- Ana Gomes prevê que António José Seguro será um presidente “parco na utilização da palavra” e exigente com o Governo, recorrendo a alertas públicos quando necessário.
- A antiga candidata acredita que Seguro vetará alterações à legislação laboral “tal como estão” e sem acordo de concertação social, conforme anunciou na campanha.
- Sobre políticas, aponta que a privatização da Segurança Social está nas intenções do Governo PSD/CDS-PP e defende que isso seja absolutamente impedido pelo presidente e por outros poderes.
- Critica a gestão da saúde, considerando escandaloso o recurso a privados com fundos públicos e pagamentos a médicos tarefeiros, defendendo reformas para moralizar o setor.
- Diz que Seguro será discreto, mas bastante exigente em encontros com o primeiro-ministro e nos compromissos públicos, preparando-se para alertas públicos quando necessário, e comenta tensões internas no PSD e a intervenção do Chega.
Ana Gomes afirmou, no podcast Lusa Extra, que António José Seguro deverá ser um presidente da República contido na palavra, rigoroso com o Governo e recado público apenas quando necessário. A previsibilidade do tom é destacada pela ex-candidata.
A comentadora também aponta que Seguro vetará alterações à legislação laboral sem acordo de concertação social, conforme disse durante a campanha.
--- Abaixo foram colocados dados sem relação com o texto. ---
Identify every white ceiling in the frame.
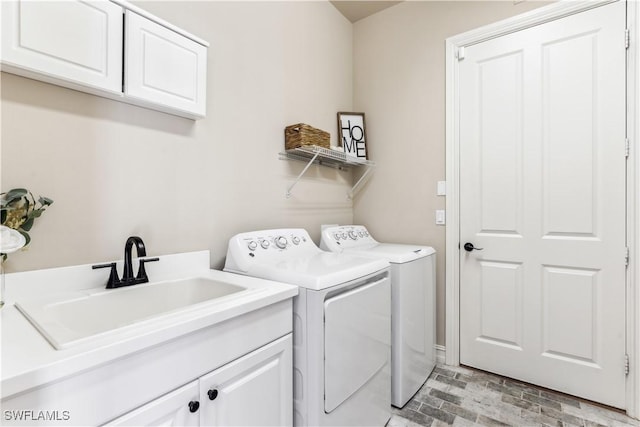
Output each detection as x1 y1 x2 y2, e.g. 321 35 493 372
331 0 400 22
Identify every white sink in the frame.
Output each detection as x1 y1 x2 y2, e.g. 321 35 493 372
16 277 246 350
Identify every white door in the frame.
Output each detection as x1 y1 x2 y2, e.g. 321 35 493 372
459 2 626 408
200 334 293 426
1 0 122 93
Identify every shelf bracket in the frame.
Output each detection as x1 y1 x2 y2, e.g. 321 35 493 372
287 151 320 199
347 166 373 199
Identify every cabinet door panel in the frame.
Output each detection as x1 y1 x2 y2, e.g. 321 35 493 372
106 380 200 427
124 11 207 117
2 0 123 93
200 334 293 426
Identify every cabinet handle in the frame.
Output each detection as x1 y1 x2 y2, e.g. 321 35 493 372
189 400 200 413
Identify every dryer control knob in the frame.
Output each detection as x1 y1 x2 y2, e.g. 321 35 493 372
276 236 287 249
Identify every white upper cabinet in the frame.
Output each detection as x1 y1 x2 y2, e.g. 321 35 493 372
124 10 207 117
0 0 208 119
1 1 123 93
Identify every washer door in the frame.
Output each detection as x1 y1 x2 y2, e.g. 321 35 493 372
324 277 391 413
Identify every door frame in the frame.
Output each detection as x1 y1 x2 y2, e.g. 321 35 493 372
445 0 640 418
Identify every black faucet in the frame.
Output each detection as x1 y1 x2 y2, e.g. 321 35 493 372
91 236 160 289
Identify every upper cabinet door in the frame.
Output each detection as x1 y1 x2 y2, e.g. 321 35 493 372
0 0 123 93
124 10 207 118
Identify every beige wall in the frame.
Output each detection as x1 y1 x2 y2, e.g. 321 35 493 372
353 1 544 345
1 1 352 271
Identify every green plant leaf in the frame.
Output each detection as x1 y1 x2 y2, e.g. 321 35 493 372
6 188 28 199
18 218 34 231
18 230 31 246
38 196 53 206
27 208 44 219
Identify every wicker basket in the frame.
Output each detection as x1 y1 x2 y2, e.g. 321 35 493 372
284 123 329 150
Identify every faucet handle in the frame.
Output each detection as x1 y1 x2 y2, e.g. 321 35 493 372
91 262 120 289
136 257 160 283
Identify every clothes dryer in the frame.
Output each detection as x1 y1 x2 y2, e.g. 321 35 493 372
224 229 391 426
320 225 436 408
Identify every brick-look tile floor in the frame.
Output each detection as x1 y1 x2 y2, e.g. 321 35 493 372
387 365 640 427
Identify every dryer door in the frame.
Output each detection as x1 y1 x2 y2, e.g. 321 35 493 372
324 277 391 413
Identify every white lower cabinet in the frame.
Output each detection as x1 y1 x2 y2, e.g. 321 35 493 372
107 380 200 426
107 334 293 426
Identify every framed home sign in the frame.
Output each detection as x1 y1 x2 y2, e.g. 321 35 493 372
338 112 368 160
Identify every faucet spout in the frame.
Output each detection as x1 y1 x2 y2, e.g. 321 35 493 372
122 236 147 282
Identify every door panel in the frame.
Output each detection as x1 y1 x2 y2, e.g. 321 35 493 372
0 0 122 94
459 2 626 408
324 278 391 413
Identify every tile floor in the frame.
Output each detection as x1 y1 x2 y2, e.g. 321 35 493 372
387 365 640 427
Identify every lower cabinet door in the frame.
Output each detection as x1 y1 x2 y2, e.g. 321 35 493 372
107 380 201 427
200 334 293 426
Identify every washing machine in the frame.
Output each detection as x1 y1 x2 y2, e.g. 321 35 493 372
320 225 436 408
224 229 391 426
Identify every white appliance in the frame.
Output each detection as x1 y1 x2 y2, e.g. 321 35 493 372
320 225 436 408
224 229 391 426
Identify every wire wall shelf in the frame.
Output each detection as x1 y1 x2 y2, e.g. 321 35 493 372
280 145 376 199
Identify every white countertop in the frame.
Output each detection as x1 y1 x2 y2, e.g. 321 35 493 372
0 251 298 399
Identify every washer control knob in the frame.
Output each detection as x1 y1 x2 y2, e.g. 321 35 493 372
276 236 287 249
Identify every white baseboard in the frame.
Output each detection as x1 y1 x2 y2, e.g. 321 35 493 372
436 344 446 365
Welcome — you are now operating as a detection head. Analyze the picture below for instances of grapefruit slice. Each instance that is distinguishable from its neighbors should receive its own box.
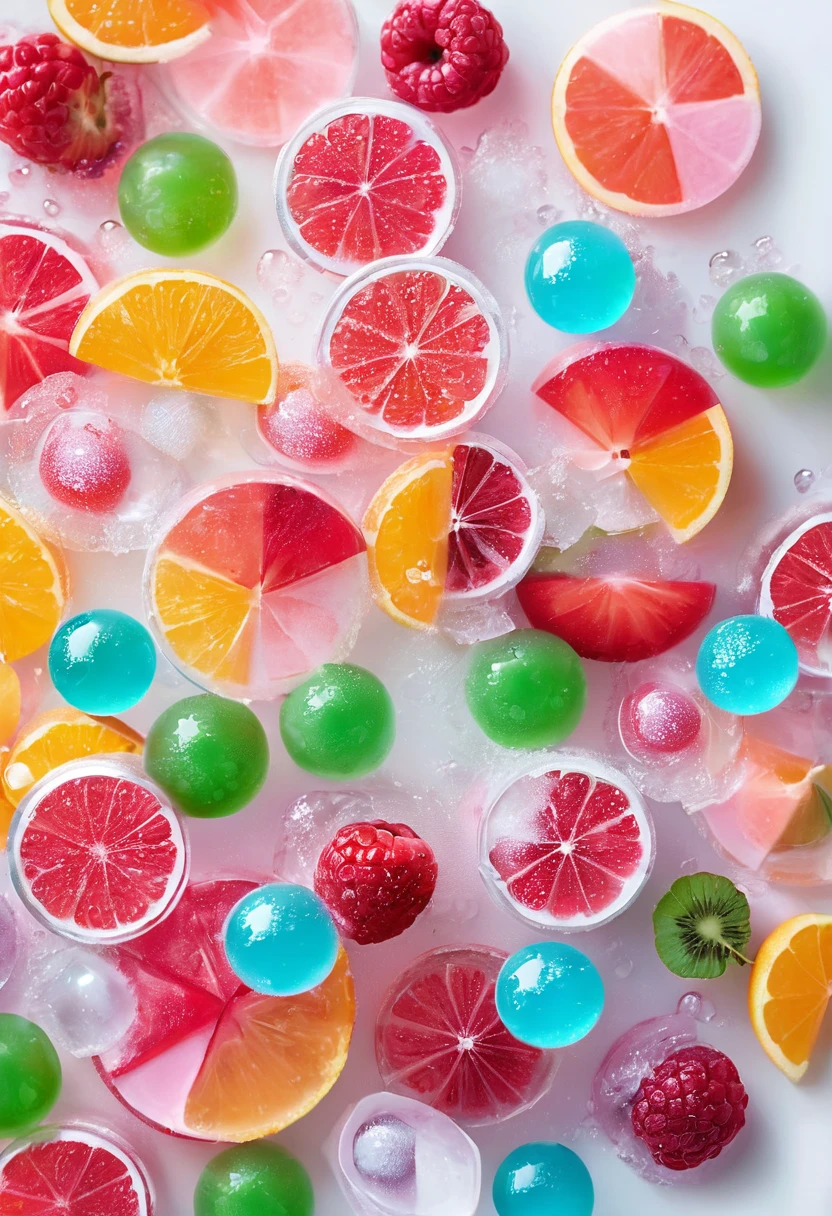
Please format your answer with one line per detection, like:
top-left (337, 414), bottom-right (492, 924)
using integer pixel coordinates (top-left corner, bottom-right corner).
top-left (479, 758), bottom-right (653, 931)
top-left (0, 220), bottom-right (99, 410)
top-left (317, 258), bottom-right (506, 446)
top-left (376, 946), bottom-right (557, 1124)
top-left (9, 759), bottom-right (189, 945)
top-left (167, 0), bottom-right (358, 147)
top-left (533, 342), bottom-right (733, 544)
top-left (146, 473), bottom-right (366, 700)
top-left (275, 97), bottom-right (460, 275)
top-left (758, 513), bottom-right (832, 676)
top-left (0, 1125), bottom-right (153, 1216)
top-left (95, 879), bottom-right (355, 1142)
top-left (517, 573), bottom-right (716, 663)
top-left (552, 0), bottom-right (760, 215)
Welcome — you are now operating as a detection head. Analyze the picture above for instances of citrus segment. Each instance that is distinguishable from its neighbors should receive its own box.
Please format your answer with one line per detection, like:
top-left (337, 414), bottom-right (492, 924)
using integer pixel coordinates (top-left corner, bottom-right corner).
top-left (552, 0), bottom-right (760, 215)
top-left (0, 499), bottom-right (66, 662)
top-left (748, 912), bottom-right (832, 1081)
top-left (69, 270), bottom-right (277, 405)
top-left (47, 0), bottom-right (210, 63)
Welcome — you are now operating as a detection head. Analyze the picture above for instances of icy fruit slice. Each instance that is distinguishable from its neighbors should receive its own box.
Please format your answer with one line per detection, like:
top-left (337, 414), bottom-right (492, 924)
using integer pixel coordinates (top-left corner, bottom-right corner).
top-left (517, 574), bottom-right (716, 663)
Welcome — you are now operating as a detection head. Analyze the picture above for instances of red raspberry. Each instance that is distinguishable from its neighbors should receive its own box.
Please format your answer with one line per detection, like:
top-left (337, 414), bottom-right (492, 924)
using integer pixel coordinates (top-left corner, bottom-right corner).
top-left (0, 34), bottom-right (119, 171)
top-left (315, 820), bottom-right (437, 946)
top-left (382, 0), bottom-right (508, 114)
top-left (633, 1045), bottom-right (748, 1170)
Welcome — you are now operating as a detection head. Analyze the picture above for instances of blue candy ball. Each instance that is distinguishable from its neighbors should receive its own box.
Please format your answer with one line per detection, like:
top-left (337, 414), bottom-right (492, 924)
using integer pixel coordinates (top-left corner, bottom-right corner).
top-left (49, 608), bottom-right (156, 716)
top-left (525, 220), bottom-right (636, 333)
top-left (491, 1143), bottom-right (595, 1216)
top-left (696, 615), bottom-right (798, 715)
top-left (225, 883), bottom-right (339, 996)
top-left (496, 941), bottom-right (603, 1047)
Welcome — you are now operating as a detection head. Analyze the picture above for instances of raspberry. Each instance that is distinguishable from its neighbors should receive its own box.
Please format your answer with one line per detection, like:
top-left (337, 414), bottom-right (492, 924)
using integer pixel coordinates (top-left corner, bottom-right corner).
top-left (381, 0), bottom-right (508, 114)
top-left (315, 820), bottom-right (437, 946)
top-left (633, 1045), bottom-right (748, 1170)
top-left (0, 34), bottom-right (120, 173)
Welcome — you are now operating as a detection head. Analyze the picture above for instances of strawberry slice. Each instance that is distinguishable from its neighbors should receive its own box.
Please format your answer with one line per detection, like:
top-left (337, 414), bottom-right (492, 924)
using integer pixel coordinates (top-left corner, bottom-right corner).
top-left (517, 574), bottom-right (716, 663)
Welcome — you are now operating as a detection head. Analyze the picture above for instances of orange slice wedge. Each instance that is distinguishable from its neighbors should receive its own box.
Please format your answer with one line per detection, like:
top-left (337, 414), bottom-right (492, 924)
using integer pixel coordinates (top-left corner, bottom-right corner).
top-left (46, 0), bottom-right (210, 63)
top-left (364, 452), bottom-right (454, 629)
top-left (69, 270), bottom-right (277, 405)
top-left (748, 912), bottom-right (832, 1081)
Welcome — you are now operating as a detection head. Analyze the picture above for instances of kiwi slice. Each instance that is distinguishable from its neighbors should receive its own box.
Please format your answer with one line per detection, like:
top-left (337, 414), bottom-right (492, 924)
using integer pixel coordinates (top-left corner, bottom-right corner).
top-left (653, 873), bottom-right (751, 980)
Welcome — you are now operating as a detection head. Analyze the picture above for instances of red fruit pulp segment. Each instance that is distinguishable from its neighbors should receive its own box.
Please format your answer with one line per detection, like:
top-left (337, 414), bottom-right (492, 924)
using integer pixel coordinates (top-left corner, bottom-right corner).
top-left (489, 772), bottom-right (645, 921)
top-left (445, 444), bottom-right (533, 593)
top-left (533, 344), bottom-right (719, 455)
top-left (328, 270), bottom-right (490, 432)
top-left (16, 775), bottom-right (185, 931)
top-left (287, 113), bottom-right (448, 265)
top-left (0, 224), bottom-right (97, 409)
top-left (517, 574), bottom-right (716, 663)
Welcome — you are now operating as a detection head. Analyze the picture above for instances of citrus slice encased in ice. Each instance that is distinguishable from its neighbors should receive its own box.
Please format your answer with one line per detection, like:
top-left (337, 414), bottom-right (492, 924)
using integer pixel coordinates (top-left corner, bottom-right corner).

Leva a reponderação para a área da Segurança Social, que considera uma linha vermelha do Governo PSD/CDS-PP.
Para Ana Gomes, há questões ainda mais relevantes, entre elas a privatização da Segurança Social e a passagem de capitais para bolsa, que entende ser uma intenção governamental. Defende que sem vigilância constitucional isso deve ser travado.
A ex-diplomata congratula-se com a prioridade dada à saúde, criticando o uso de recursos públicos para remunerar privados e a forma como se pagam médicos tarefeiros. Entende que os abusos orçamentais estão na origem de más práticas de gestão.
Relativamente à relação com o executivo, acredita que Seguro será exigente nas reuniões semanais com o primeiro-ministro e nos compromissos assumidos. Pode haver alertas públicos discretos para assegurar o cumprimento das promessas.
Ana Gomes afirma que não acredita que Seguro precipite crises, ao contrário de algumas fases do passado recente. Observa tensões dentro do PSD, em torno da aliança com a extrema-direita, como fator de instabilidade.
Sobre o Chega, a antiga dirigente do PS espera iniciativas para conter a intervenção do partido junto da sociedade portuguesa. Considera que o presidente tem responsabilidade de responder a uma votação de diversas sensibilidades à esquerda e à direita.
Por fim, questiona o comportamento de Marcelo Rebelo de Sousa quanto à evolução do Chega. Avisa que não acredita em silêncio total e antecipa que o Presidente cessante pode continuar a expressar a sua opinião de várias formas.